Eine Reihe neuer Medikamente mit neuen Wirkmechanismen wurden zugelassen und sind neben den traditionellen zytotoxischen Substanzen verfügbar. Dies macht die Therapiewahl komplizierter. Die Planung der Therapie erfolgt durch den Hämatologen.
Für Patienten unter 70 (–75) Jahren ist eine intensive Therapie inklusive autologer Stammzelltransplantation der primäre therapeutische Zugang. Für jüngere Patienten (<50–60 Jahre) mit schlechter Prognose im genetischen Profil kommt auch eine allogene Stammzelltransplantation in Frage.
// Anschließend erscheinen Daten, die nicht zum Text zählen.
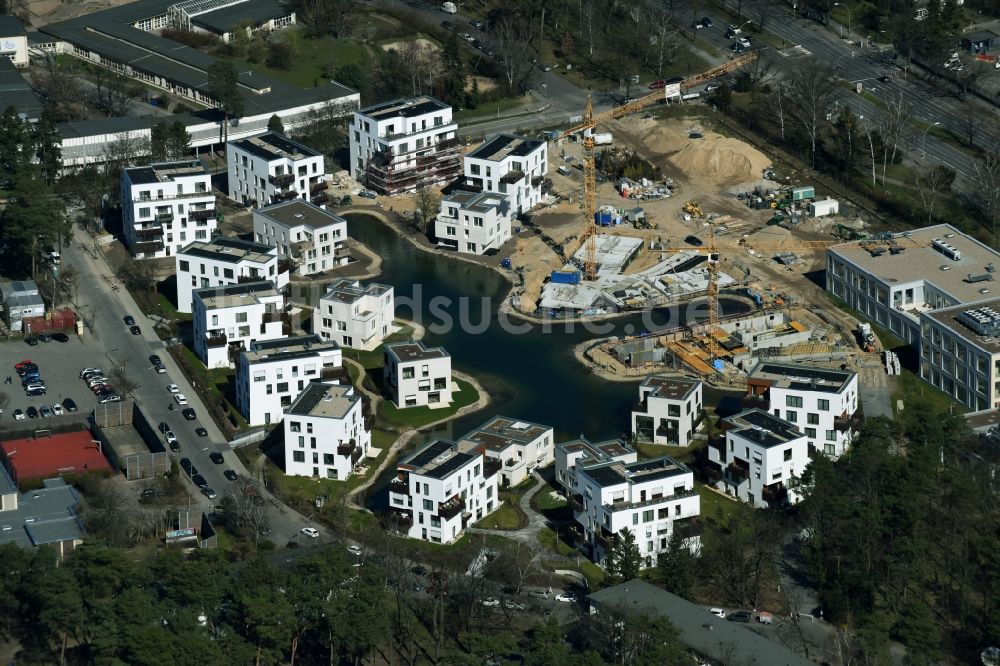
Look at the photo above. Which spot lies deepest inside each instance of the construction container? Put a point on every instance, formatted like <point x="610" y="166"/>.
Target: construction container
<point x="565" y="277"/>
<point x="803" y="193"/>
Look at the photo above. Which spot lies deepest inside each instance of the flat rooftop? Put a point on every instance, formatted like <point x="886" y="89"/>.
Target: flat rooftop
<point x="297" y="213"/>
<point x="500" y="146"/>
<point x="988" y="341"/>
<point x="166" y="172"/>
<point x="414" y="351"/>
<point x="438" y="459"/>
<point x="920" y="262"/>
<point x="231" y="295"/>
<point x="502" y="432"/>
<point x="332" y="401"/>
<point x="230" y="250"/>
<point x="762" y="427"/>
<point x="273" y="146"/>
<point x="404" y="108"/>
<point x="672" y="388"/>
<point x="347" y="290"/>
<point x="301" y="346"/>
<point x="803" y="378"/>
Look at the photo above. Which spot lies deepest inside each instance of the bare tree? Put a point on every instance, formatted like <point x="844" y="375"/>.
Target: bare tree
<point x="813" y="90"/>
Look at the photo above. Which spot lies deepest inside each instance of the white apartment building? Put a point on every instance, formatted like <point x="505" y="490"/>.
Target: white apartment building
<point x="760" y="456"/>
<point x="404" y="144"/>
<point x="229" y="319"/>
<point x="270" y="374"/>
<point x="314" y="239"/>
<point x="521" y="447"/>
<point x="416" y="375"/>
<point x="440" y="490"/>
<point x="960" y="353"/>
<point x="225" y="260"/>
<point x="355" y="315"/>
<point x="650" y="498"/>
<point x="325" y="433"/>
<point x="669" y="410"/>
<point x="509" y="165"/>
<point x="893" y="280"/>
<point x="821" y="402"/>
<point x="473" y="222"/>
<point x="166" y="206"/>
<point x="272" y="168"/>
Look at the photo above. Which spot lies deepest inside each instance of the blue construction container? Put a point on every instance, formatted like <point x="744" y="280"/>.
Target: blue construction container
<point x="565" y="277"/>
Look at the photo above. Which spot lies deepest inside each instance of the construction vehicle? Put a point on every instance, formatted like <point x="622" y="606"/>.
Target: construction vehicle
<point x="590" y="122"/>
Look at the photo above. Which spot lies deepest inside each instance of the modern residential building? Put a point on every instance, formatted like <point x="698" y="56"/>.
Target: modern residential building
<point x="314" y="239"/>
<point x="13" y="41"/>
<point x="272" y="168"/>
<point x="650" y="498"/>
<point x="21" y="300"/>
<point x="757" y="459"/>
<point x="404" y="144"/>
<point x="473" y="222"/>
<point x="521" y="447"/>
<point x="166" y="206"/>
<point x="821" y="402"/>
<point x="892" y="280"/>
<point x="669" y="410"/>
<point x="355" y="315"/>
<point x="509" y="165"/>
<point x="229" y="319"/>
<point x="440" y="490"/>
<point x="225" y="260"/>
<point x="325" y="432"/>
<point x="960" y="352"/>
<point x="271" y="374"/>
<point x="417" y="375"/>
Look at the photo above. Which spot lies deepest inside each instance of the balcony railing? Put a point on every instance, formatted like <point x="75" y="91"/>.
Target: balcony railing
<point x="451" y="508"/>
Die Behandlung des Myeloms enthält fast immer ein Glukokortikoid, plus unterschiedliche Kombinationen der folgenden Substanzen:
– Protease-Inhibitoren (Bortezomib, Carfilzomib);
– zytotoxische Substanzen (Cyclophosphamid, Melphalan, Bendamustin1);
– Immunmodulatoren (Thalidomid2, Lenalidomid, Pomalidomid);
– weitere Substanzen: Panobinostat und mono­klonale Antikörper (Daratumumab, Elotuzumab).

Supportive Therapie

– Aufrechterhaltung des Flüssigkeits- und Elektrolythaushalts (Prävention eines Nierenversagens);
– Behandlung der Hyperkalziämie;
– Behandlung von Infektionen;
– Aufrechterhaltung der Mobilität, um Osteoporose und pathologische Knochenbrüche zu verhindern;
– Behandlung von Anämie und Thrombozytopenie, wenn dies erforderlich ist (Ery- oder Thrombozytenkonzentrate, Erythropoietin oder Darbepoetin alfa );
– Schmerztherapie;
– Strahlentherapie bei lokalen Skeletttherden ;
– Bisphosphonate zur Verlangsamung bzw. Verhinderung der Progression des Knochenumbaus und gegen die Hyperkalz­ämie (im Allgemeinen 2 Jahre lang);
– Auf Pneumokokken- und Influenzaimpfung sollte bei Myelompatienten geachtet werden.
– Bei Behandlung mit hohen Steroiddosen Pneumocystis-jirovecii-Prophylaxe (Sulfa­trimethoprim) (Dapsone2 und Pentacarinat®).
– Thromboseprophylaxe entweder mit ASS oder NMH (v.a. bei der Behandlung mit Thalidomid, Lenalidomid und Pomalidomid).